Friday, December 21, 2012

12 Favourite Things in 2012 #4 El Chorro video



When a concussion laid me out in bedrest for most of the summer of 2012, I thought often of this video. I have been quite addicted to the home movies that flood youtube made by climbers (and many non-climbers, terrifyingly) who decide to walk the dangerous, perilously narrow and officially closed 'El Caminito Del Rey' walkway in the El Chorro Gorge of Southern Spain. Built in 1905 for workers to maintain the gorge, in the more than 100 years since it has fallen into disastrous disrepair with entire sections of it completely missing. What draws me to these videos is a complete awe for something I would both want to do and be never capable of. In this one, made by a multimedia artist in the UK who is also featured in it, I love how much her experience matches what I project would be mine, if I were ever to have that kind of courage and knew how to climb. Not far apart in age (and therefore distinct from the young leaping 20somethings that otherwise people these home movies), I feel a kinship to her fear and amazement. 

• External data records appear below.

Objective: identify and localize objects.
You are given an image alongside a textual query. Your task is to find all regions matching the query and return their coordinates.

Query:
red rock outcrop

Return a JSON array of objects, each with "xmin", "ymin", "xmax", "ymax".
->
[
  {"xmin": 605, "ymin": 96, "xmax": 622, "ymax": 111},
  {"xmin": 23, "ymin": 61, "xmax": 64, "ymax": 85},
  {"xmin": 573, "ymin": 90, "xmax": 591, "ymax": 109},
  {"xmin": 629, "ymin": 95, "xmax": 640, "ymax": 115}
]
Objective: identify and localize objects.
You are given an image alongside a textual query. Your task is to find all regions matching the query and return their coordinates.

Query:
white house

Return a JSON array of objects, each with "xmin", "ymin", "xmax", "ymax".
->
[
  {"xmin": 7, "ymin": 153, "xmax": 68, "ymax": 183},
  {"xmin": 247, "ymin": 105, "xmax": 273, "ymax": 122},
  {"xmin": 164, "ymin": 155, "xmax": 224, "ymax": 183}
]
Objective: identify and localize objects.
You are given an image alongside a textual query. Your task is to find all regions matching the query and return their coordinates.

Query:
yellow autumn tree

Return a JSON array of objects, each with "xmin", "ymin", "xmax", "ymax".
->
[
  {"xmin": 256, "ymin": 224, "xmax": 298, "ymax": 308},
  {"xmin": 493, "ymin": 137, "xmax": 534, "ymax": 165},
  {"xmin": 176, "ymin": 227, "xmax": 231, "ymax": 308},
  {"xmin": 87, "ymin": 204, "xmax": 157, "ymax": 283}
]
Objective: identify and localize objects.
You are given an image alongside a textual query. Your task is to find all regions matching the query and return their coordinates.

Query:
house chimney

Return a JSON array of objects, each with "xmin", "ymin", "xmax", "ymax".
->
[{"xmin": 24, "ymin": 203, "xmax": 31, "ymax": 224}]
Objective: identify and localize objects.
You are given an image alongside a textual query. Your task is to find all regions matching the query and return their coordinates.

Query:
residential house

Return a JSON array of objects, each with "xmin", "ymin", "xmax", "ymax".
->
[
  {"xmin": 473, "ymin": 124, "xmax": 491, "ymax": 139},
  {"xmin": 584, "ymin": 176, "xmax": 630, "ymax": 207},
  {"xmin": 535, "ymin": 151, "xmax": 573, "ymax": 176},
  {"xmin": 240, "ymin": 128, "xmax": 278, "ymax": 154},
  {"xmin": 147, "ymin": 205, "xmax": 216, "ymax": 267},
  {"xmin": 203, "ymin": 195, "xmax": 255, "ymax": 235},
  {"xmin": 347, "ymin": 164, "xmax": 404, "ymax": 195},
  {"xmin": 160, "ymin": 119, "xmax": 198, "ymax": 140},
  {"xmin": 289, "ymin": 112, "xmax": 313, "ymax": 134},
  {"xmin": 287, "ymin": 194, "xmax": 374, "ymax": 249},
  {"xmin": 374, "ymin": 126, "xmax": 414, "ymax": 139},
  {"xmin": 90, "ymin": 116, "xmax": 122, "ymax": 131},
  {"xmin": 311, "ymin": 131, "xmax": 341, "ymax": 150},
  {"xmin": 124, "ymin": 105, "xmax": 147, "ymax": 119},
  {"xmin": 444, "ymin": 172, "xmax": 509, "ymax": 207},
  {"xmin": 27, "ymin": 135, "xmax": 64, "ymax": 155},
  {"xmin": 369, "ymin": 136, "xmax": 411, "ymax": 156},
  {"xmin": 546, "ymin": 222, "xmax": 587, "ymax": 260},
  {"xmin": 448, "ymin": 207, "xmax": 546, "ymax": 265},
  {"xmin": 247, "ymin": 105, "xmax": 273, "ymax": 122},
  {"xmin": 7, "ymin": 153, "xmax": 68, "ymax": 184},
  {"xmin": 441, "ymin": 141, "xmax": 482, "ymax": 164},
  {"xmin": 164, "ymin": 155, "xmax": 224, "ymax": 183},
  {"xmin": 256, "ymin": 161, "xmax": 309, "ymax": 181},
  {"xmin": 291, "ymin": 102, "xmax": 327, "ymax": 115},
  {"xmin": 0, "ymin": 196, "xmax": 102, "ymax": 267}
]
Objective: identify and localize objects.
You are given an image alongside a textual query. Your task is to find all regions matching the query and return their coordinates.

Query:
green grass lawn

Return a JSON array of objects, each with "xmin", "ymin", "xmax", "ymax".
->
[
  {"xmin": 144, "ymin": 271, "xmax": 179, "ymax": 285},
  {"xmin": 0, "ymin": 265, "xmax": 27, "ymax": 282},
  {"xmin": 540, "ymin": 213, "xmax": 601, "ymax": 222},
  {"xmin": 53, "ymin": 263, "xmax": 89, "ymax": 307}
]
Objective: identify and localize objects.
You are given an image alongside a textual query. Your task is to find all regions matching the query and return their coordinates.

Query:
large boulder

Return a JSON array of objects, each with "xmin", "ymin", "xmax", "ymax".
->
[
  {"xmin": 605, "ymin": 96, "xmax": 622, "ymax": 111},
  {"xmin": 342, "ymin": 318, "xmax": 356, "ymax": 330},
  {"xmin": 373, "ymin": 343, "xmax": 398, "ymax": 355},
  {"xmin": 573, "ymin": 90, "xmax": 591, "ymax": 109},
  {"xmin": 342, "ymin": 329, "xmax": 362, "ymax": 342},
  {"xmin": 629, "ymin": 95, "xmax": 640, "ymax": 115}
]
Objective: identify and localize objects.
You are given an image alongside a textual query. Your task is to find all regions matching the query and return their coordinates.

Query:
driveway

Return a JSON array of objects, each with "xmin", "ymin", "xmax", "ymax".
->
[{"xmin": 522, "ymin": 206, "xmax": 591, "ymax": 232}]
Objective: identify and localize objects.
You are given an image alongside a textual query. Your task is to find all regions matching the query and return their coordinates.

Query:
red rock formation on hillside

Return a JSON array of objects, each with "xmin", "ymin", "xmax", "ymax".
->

Most of all however, I am transfixed by the via ferrata, a thin cable that is attached to the walls of the gorge by which climbers make their way along, and which allows a measure of safety in scaling the non-walkway bits. To me the via ferrata is a metaphor for faith. A person walks the perilous walkways of life holding onto the thin rope of faith which may, or more possibly, may not, be enough in moments of greatest trial. So, lying in bed through July recovering, unable to imagine even standing upright without paralyzing imbalance, I thought of that via ferrata and the number of times the woman here has to surrender herself to the risk. In faith, we are often required to do this, to step with courage into an abyss, taking careful steps, not looking down and holding on to the rope.